Formulog also provides a way to declare uninterpreted functions, as here:

uninterpreted fun foo(bv[32] smt) : bool smt

This effectively defines a new constructor for bool smt that expects a single argument of type bv[32] smt. Uninterpreted functions can only be used within formulas.

Reasoning about Formulas

Formulog currently provides these functions for reasoning about/manipulating formulas:

is_sat       : bool smt -> bool
is_sat_opt   : [bool smt list, i32 option] -> bool option
is_valid     : bool smt -> bool
get_model    : [bool smt list, i32 option] -> model option
query_model  : ['a sym, model] -> 'a option

The functions is_sat and is_valid check the satisfiability and validity, resp., of their argument and throw an exception if the SMT solver returns unknown. The function is_sat_opt takes a list of propositions and checks for the satisfiability of their conjunction, returning none in the case of unknown; it also takes an argument for an optional timeout.

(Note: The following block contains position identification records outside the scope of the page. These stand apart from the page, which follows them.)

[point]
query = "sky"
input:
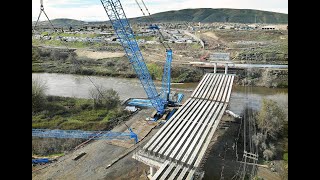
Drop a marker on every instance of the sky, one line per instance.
(92, 10)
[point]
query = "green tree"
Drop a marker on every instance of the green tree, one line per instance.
(38, 94)
(270, 118)
(105, 98)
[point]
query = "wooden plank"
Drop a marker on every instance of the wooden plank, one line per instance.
(162, 132)
(202, 85)
(160, 170)
(225, 94)
(219, 87)
(196, 142)
(182, 174)
(210, 84)
(213, 85)
(175, 172)
(167, 172)
(158, 143)
(224, 89)
(206, 144)
(214, 91)
(177, 138)
(191, 173)
(179, 131)
(198, 87)
(195, 135)
(180, 140)
(203, 137)
(229, 93)
(168, 124)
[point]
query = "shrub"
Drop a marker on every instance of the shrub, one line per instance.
(104, 98)
(38, 94)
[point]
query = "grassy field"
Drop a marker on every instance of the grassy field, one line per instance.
(73, 113)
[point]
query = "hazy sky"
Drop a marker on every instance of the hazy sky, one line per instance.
(92, 10)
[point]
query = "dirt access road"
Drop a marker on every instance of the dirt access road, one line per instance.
(98, 54)
(99, 154)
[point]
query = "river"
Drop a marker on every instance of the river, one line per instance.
(79, 86)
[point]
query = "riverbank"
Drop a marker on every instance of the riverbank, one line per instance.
(59, 60)
(75, 113)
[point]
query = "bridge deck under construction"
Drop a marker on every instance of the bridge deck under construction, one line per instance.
(179, 146)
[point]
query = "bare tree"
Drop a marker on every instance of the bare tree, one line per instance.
(270, 118)
(105, 98)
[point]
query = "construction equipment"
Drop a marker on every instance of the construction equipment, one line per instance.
(127, 39)
(166, 78)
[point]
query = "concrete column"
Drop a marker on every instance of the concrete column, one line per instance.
(226, 69)
(152, 170)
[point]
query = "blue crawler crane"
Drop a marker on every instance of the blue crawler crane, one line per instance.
(127, 39)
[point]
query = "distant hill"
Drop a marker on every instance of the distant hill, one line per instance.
(208, 15)
(204, 15)
(63, 22)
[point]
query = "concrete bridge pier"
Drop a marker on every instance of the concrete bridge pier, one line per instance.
(215, 68)
(153, 170)
(226, 68)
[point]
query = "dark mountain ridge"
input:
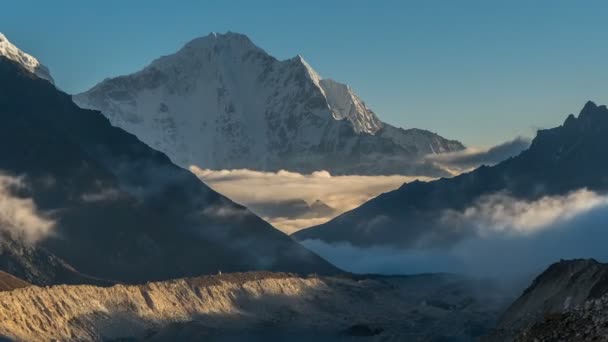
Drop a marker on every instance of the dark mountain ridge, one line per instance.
(122, 211)
(559, 160)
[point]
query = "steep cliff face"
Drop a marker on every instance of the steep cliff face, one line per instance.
(221, 102)
(217, 308)
(562, 297)
(103, 203)
(560, 160)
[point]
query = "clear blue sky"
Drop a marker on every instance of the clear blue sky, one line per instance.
(478, 71)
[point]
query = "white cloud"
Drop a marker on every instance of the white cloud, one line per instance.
(19, 216)
(473, 157)
(503, 213)
(512, 238)
(342, 193)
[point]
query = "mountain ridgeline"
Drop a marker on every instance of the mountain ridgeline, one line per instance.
(221, 102)
(120, 211)
(560, 160)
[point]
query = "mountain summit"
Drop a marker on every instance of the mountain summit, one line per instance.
(101, 203)
(221, 102)
(30, 63)
(559, 160)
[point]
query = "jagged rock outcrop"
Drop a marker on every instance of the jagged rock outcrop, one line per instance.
(221, 102)
(564, 296)
(9, 282)
(99, 204)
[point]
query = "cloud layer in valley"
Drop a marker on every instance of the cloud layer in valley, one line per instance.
(471, 158)
(292, 201)
(512, 238)
(19, 216)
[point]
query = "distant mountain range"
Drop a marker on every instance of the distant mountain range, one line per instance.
(560, 160)
(567, 302)
(110, 208)
(221, 102)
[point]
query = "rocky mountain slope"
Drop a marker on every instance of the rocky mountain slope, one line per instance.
(9, 282)
(94, 204)
(586, 322)
(560, 160)
(567, 302)
(253, 306)
(221, 102)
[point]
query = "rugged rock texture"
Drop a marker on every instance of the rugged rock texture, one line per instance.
(567, 302)
(29, 62)
(586, 322)
(233, 307)
(9, 282)
(560, 160)
(113, 208)
(221, 102)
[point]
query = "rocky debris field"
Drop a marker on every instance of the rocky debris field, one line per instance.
(258, 305)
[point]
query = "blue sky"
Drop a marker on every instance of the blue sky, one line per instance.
(478, 71)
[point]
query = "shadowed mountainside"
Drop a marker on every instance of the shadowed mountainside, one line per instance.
(562, 159)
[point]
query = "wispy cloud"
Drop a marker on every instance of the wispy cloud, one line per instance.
(255, 189)
(510, 237)
(471, 158)
(20, 216)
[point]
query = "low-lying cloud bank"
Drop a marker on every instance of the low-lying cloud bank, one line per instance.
(471, 158)
(19, 216)
(512, 238)
(278, 196)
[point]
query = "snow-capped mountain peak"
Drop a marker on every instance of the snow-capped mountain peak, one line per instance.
(222, 102)
(30, 63)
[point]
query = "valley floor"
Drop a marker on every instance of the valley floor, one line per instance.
(256, 305)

The function get_model takes a list of propositions and an optional timeout and returns a model for the conjunction of those propositions if the SMT solver finds one in time; it returns none otherwise. Variables in a model can be inspected using query_model, which will return none if a variable is not present in the model or if it is of a type that cannot be concretely represented in Formulog (for example, Formulog does not have a concrete representation of a 13-bit vector).